At 12pm on the 12th June 2010, media gathered in a Seminar room in Wits University for a press conference. But this one was different. It didn’t look like the boring stuffy setting journalists have come to expect when they’re invited to attend a press conference. No bland boardroom here! Instead colourful paintings, posters and banners adorned the walls. But more importantly this didn’t sound like a press conference any of the journalists had been to before. Here media was given a fresh critical perspective on what was hitting the headlines from voices seldom heard in the press, from children.
The risks posed to children by abusers or traffickers using social networking sites, Bafana Bafana’s performance in the opening match of the World Cup, along with a few tips for the team, Fifa’s clamp down on counterfeit goods, and how the row over former Eskom CEO Jacob Maroga impacts the lives of children and concerns them. These were just some of the hot topics discussed at the press conference held by Grade 6 and Grade 7 children attending Saxonwold and Naturena Primary Schools.
At this event the children were in the driving seat. The only adult intervention by organisers, Media Monitoring Africa (MMA), was to give them four headings: child safety/trafficking, the world cup, children in the media and hot topics. After that it was all down to them. They came up with the theme of the press conference, their call to the media to listen up and play an active role in promoting children’s rights: “Lend a hand, take a stand.” They also selected the issues they wanted to discuss once the cameras started rolling.
Before the conference, many journalists may have presumed that children had no interest in Jacob Maronga’s row with Eskom, and the potential cost of the court action to the State. Not so. As Furqaan Ahmed from Saxonwold Primary school told the press, it was the first issue that he was elected by his group to discuss. His topic was children in the media, his point: no children were accessed anywhere in the reporting of this story. And if any journalist were to argue that it was not an issue that affected children, he had an answer for them too. At the conference he made the point that the money involved should better be spent providing electricity to communities and that the court action risked “pumping money out of our resources, thus creating bad effects for children at home doing homework and at school.”
Under “Hot Topics”, Jead Stehr (Saxonwold Primary) discussed MaNtuli’s alleged infidelity, saying “MaNtuli was a role model to us, well she should be a role model… we felt that she should behave appropriately.” In the almost blanket media coverage of the alleged affair, had the point that some young South African women felt let down by MaNutli’s behaviour even been raised before this?
Child trafficking became a central theme both in the initial stages of the press conference and in the questions that followed.
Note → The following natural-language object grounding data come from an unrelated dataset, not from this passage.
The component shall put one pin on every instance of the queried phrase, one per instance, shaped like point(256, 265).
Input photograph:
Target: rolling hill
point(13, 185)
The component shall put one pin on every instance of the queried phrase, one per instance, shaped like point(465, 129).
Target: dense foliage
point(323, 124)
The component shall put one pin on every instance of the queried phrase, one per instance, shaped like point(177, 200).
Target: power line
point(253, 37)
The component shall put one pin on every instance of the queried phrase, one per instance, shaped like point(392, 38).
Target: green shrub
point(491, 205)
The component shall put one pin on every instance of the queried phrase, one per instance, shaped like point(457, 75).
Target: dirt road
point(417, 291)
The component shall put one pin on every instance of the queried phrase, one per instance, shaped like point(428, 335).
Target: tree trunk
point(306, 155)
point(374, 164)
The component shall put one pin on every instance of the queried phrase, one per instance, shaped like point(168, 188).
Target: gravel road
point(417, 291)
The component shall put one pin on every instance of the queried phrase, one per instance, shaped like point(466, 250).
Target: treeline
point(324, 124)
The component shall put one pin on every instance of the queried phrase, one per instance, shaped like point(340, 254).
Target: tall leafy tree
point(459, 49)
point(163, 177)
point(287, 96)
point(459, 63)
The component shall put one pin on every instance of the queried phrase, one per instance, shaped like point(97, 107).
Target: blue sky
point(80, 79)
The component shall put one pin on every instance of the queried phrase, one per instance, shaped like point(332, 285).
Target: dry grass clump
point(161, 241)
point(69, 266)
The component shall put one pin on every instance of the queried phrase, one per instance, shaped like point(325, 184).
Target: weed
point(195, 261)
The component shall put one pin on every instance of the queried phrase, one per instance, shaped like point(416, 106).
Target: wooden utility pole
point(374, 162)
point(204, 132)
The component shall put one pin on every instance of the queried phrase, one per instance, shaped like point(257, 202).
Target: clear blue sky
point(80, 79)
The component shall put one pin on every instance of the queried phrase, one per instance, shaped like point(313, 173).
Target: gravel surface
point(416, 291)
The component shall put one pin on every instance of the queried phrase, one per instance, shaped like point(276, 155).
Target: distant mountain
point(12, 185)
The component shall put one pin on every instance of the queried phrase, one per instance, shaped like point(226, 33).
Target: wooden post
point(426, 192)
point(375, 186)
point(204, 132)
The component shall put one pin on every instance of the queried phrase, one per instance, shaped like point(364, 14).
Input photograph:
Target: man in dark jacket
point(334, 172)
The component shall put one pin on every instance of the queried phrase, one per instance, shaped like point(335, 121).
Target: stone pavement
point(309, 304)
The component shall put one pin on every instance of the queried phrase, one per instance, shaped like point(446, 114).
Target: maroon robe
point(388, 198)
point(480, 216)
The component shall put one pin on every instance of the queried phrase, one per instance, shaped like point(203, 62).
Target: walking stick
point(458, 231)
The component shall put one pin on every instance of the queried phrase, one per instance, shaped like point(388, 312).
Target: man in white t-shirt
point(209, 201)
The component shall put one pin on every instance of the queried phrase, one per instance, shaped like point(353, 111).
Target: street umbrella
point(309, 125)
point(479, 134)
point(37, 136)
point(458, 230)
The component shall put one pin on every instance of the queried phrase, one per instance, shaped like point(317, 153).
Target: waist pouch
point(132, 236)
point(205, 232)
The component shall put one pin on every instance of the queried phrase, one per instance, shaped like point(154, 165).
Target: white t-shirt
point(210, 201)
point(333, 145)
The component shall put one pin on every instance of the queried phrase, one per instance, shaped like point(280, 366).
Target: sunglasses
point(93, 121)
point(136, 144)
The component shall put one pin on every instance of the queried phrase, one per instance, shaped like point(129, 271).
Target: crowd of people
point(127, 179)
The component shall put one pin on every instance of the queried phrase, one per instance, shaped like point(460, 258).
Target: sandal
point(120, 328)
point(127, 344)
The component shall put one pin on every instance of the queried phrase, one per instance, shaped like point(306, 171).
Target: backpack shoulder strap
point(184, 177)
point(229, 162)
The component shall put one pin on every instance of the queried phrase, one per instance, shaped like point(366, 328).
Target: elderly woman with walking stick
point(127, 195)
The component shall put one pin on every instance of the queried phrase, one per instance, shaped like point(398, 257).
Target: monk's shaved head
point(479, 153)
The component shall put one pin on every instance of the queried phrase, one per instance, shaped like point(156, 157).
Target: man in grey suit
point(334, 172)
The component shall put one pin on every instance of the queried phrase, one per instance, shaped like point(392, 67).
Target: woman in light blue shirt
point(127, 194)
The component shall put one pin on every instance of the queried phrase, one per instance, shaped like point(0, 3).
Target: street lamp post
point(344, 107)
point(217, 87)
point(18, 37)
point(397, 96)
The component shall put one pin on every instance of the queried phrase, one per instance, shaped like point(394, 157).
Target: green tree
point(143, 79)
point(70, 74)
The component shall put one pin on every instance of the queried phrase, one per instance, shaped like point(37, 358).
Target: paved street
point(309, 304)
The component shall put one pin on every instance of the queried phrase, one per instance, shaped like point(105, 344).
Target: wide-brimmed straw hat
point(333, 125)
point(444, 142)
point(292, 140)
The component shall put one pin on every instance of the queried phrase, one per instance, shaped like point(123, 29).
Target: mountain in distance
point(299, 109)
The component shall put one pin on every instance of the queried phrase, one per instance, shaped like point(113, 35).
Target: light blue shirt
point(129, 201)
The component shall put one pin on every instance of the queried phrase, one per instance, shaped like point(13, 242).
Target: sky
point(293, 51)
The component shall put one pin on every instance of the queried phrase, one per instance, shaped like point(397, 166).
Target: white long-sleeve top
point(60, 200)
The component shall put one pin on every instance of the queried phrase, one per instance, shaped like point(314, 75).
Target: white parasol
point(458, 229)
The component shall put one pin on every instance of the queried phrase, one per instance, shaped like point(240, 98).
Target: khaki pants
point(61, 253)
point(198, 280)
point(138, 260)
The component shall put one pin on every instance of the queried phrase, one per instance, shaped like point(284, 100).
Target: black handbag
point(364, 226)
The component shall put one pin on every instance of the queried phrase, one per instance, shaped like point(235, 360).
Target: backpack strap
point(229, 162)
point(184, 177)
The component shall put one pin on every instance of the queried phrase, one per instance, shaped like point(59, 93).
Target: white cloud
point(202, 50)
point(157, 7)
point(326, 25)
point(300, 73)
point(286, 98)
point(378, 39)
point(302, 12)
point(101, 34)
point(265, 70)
There has been much media coverage of the issue, especially in the run up to the World Cup. But as Khumo Baduza (Saxonwold Primary) observed the World Cup “is not the cause, trafficking did not start in 2010… but people are more aware about it because it is 2010 and there are more people coming into the country.”
Naturena’s Khotso Zihle warned parents to be vigilant about children’s rights, and asked the media to keep a close eye on social networking sites to ensure they’re not used inappropriately by adults to contact children. She also identified how child poverty can make children especially vulnerable to traffickers. “Lets say you live in a poor home or community” Khotso told the press conference, “and they come to you and say “I can give you a good education, a good home, good food”, obviously you will believe them because they can dress well, have nice cars, and you want the good life also.”
The question of what to do if trafficked dominated much of the conference. Child peers in attendance quizzed the panellists about complex issues like documentation. Rather than batting away the question, the panellists were keen to discuss their concerns in relation to it.
Khumo Baduza for example believed that if a child is trafficked to a foreign country “[they] can report it, with or without documents, because [they] were taken their illegally. She told her peers “you can go to the police and tell them I was trafficked to this place… and they can contact your parents and contact your country and say we have found this child”
However Khotso Zihle felt that “if you are a child it is much easier to go to the police. If you are an adult it is much more difficult, because that particular country will expect you to have the right documentation” and as a result that person “may be arrested because they are actually illegal immigrants”.
This press conference wasn’t just a quirky experiment. It was proof that children can offer a rarely accessed fresh critical perspective on a whole range of complex topics. It silenced the argument that children don’t have anything interesting to say. It also demonstrated that accessing children is worth the effort. Including children in media coverage is not easy. Children are afforded special legal protections for good reason. Obtaining prior parental consent for example means we can’t just walk up to a child on the street and ask them what they think. But the easy option is rarely the best one, and going the extra mile to access children will lead to richer and more representative reporting.